The Long Sen rendezvoused with two other captured vessels. Days passed. The sailors with the guns said they were awaiting orders. The migrants’ initial euphoria gave way to spreading fear and disorder.
The sailors, Liu said, “tried to maintain calm, to prevent riots. The Americans were very nice.”
Immigration officers distributed questionnaires. But many wary migrants--conditioned to distrust uniforms and questions--refused to comply. Some even destroyed the documents that could have gained them a haven.
“Psychologically, they just wanted to land, on solid land,” Liu said. “Because they had been cooped up for three months.”
Liu was among 58 cases considered strong enough to merit closer scrutiny, according to U.S. officials. An INS asylum officer and a translator brought him to an upper deck and questioned him at length.
“My hopes were lifting up,” he recalled.
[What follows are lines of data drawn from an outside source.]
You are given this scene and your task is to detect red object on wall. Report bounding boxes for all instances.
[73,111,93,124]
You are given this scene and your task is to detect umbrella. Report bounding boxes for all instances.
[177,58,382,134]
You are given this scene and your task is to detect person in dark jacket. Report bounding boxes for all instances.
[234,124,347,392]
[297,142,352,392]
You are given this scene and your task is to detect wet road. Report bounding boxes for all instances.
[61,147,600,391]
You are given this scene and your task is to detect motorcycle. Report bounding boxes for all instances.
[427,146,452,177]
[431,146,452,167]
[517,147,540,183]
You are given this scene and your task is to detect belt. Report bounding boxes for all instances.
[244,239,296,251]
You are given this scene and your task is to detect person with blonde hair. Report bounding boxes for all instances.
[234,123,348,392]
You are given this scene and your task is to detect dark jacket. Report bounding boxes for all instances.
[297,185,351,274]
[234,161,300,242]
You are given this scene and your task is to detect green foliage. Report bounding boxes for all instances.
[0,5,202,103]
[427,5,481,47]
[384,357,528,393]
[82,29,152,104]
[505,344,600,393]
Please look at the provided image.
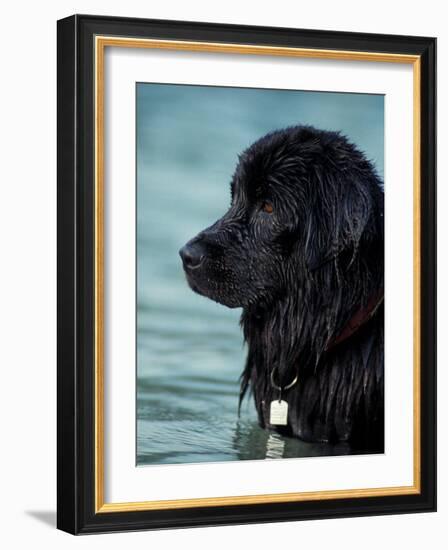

His eyes fill with the suspense and intensity of the conversations; a listener can envision him pouring all he had into the opportunity, trying to talk his way out of a nightmare. “They asked me a lot of questions. I think my replies were good.”
The decision to grant Liu temporary entry reflects a trend, experts said: Chinese Christians claiming religious persecution tend to fare well.
(One other passenger was brought to San Diego earlier, a woman airlifted to a hospital for emergency surgery for a problem pregnancy.)
Officials declined comment on Liu’s case or on why they rejected the other applicants. The review was conducted while the migrants were in international waters so they would not reach U.S. soil, where they would have been permitted to remain pending asylum procedures. The United States enlisted Mexico’s help in the deportation for the same reason.
Liu’s Independence Day finally came--12 days past the holiday. On the morning of July 16, as Mexican military and police personnel mobilized to take custody of the three boats, U.S. officials spirited him off the trawler by boat to a nearby Coast Guard cutter. He did not say goodby to anyone; he does not know if the others even realized that he had left.
He was weak and ill from the trip. His memories unfold in a kind of delirium: the ascent of the helicopter, an awesome experience for a peasant who had only once seen a helicopter; the ride in a detention bus past the office towers of San Diego into the mountains and then the Imperial Valley desert floor.
Now Liu waits in a new, and comparatively comfortable, limbo.
Hardly anyone at the El Centro detention center speaks his language; the handful of fellow Chinese prisoners remain strangers. He chafes because his asylum hearing has been scheduled for April. But the INS has approved a requested change of venue to Los Angeles that could move up the date.
With the combined fervor of an immigrant and a believer, Liu hopes that his tribulations will earn his salvation.
“I think going to heaven and going to America are probably similar.”